# .. _label_basic_usage:
#
# Basic Usage
# ===========
#
# ``metatrain`` is designed for a direct usage from the command line (cli). The program
# is registered via the abbreviation ``mtt`` to your command line. The general help of
# ``metatrain`` can be accessed using
#

mtt --help

# %%
#
# We now demonstrate how to ``train`` and ``evaluate`` a model from the command line.
# For this example we use the :ref:`architecture-soap_bpnn` architecture and a subset of
# the `QM9 dataset <https://www.nature.com/articles/sdata201422>`_. You can obtain the
# dataset for this example here: :download:`qm9_reduced_100.xyz <qm9_reduced_100.xyz>`.
#
#
# Training
# --------
#
# To train models, ``metatrain`` uses a dynamic override strategy for your training
# options. We allow a dynamical composition and override of the default architecture
# with either your custom ``options.yaml`` and even command line override grammar. For
# reference and reproducibility purposes ``metatrain`` always writes the fully expanded,
# including the overwritten option to ``options_restart.yaml``. The restart options file
# is written into a subfolder named with the current *date* and *time* inside the
# ``output`` directory of your current training run.
#
# The sub-command to start a model training is
#
# .. code-block:: bash
#
#     mtt train
#
# To train a model you have to define your options. This includes the specific
# architecture you want to use and the data including the training systems and target
# values
#
# The default model and training hyperparameter for each model are listed in their
# corresponding documentation page. We will use these minimal options to run an example
# training using the default hyperparameters of an SOAP BPNN model
#
# .. literalinclude:: options-basic.yaml
#    :language: yaml
#
# For each training run a new output directory in the format
# ``outputs/YYYY-MM-DD/HH-MM-SS`` based on the current *date* and *time* is created. We
# use this output directory to store checkpoints, the restart ``options_restart.yaml``
# file as well as the log files. To start the training, create an ``options.yaml`` file
# in the current directory and type


mtt train options-basic.yaml

# %%
#
# The functions saves the final model ``model.pt`` to the current output folder for
# later evaluation. An ``extensions/`` folder, which contains the compiled extensions
# for the model, might also be saved depending on the architecture. All command line
# flags of the train sub-command can be listed via
#

mtt train --help

# %%
#
# After the training has finished, the ``mtt train`` command generates the
# ``model.ckpt`` (final checkpoint) and ``model.pt`` (exported model) files in the
# current directory, as well as in the ``output/YYYY-MM-DD/HH-MM-SS`` directory.
#
# Evaluation
# ----------
#
# The sub-command to evaluate an already trained model is
#
# .. code-block:: bash
#
#     mtt eval
#
# Besides the trained ``model``, you will also have to provide a file containing the
# system and possible target values for evaluation. The system section of this
# ``eval.yaml`` is exactly the same as for a dataset in the ``options.yaml`` file.
#
# .. literalinclude:: eval-basic.yaml
#    :language: yaml
#
# Note that the ``targets`` section is optional. If the ``targets`` section is present,
# the function will calculate and report RMSE values of the predictions with respect to
# the real values as loaded from the ``targets`` section.
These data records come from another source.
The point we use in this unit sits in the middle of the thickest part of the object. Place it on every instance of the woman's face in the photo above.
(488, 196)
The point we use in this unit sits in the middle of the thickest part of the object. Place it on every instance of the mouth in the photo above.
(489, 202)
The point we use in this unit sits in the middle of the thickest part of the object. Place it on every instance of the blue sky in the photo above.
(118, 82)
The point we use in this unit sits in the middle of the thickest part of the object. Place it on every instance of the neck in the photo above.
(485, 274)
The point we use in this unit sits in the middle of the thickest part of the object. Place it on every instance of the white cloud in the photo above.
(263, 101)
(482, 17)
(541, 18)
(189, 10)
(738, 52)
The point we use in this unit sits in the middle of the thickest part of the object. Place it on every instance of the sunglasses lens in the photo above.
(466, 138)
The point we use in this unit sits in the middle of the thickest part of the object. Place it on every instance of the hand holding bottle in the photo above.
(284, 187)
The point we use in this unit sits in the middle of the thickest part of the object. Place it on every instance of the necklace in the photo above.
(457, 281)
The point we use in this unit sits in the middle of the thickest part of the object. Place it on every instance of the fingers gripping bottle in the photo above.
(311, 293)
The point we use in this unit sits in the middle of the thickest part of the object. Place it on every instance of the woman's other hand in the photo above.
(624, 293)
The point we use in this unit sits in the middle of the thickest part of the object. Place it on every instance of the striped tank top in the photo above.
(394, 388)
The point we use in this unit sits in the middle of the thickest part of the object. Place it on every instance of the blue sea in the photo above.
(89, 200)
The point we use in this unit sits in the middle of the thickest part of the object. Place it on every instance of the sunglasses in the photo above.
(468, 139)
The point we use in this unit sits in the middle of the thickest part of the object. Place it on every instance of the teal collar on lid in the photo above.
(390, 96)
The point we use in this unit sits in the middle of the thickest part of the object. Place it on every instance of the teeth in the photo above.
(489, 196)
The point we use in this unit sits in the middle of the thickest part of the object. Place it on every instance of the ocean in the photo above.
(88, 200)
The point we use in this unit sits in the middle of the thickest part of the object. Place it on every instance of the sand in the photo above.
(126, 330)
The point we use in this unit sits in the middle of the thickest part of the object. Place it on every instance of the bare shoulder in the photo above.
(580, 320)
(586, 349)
You can run an evaluation by
# typing
#
# We now evaluate the model on the training dataset, where the first arguments specifies
# trained model and the second an option file containing the path of the dataset for
# evaulation. The extensions of the model, if any, can be specified via the ``-e`` flag.
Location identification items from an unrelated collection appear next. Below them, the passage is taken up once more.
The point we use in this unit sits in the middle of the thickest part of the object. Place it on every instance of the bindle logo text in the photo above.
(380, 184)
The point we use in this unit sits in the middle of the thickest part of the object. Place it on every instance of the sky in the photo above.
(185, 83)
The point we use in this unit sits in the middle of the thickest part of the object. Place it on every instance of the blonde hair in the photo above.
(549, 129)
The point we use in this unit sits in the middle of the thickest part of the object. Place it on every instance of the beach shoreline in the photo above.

mtt eval model.pt eval-basic.yaml -e extensions/

# %%
#
# The evaluation command predicts those properties the model was trained against; here
# ``"U0"``. The predictions together with the systems have been written in a file named
# ``output.xyz`` in the current directory. The written file starts with the following
# lines

head -n 20 output.xyz

# %%
#
# All command line flags of the eval sub-command can be listed via

mtt eval --help

# %%
#
# An important parameter of ``mtt eval`` is the ``-b`` (or ``--batch-size``) option,
# which allows you to specify the batch size for the evaluation.
#
# Molecular simulations
# ---------------------
#
# The trained model can also be used to run molecular simulations.
# You can find how in the :ref:`tutorials` section.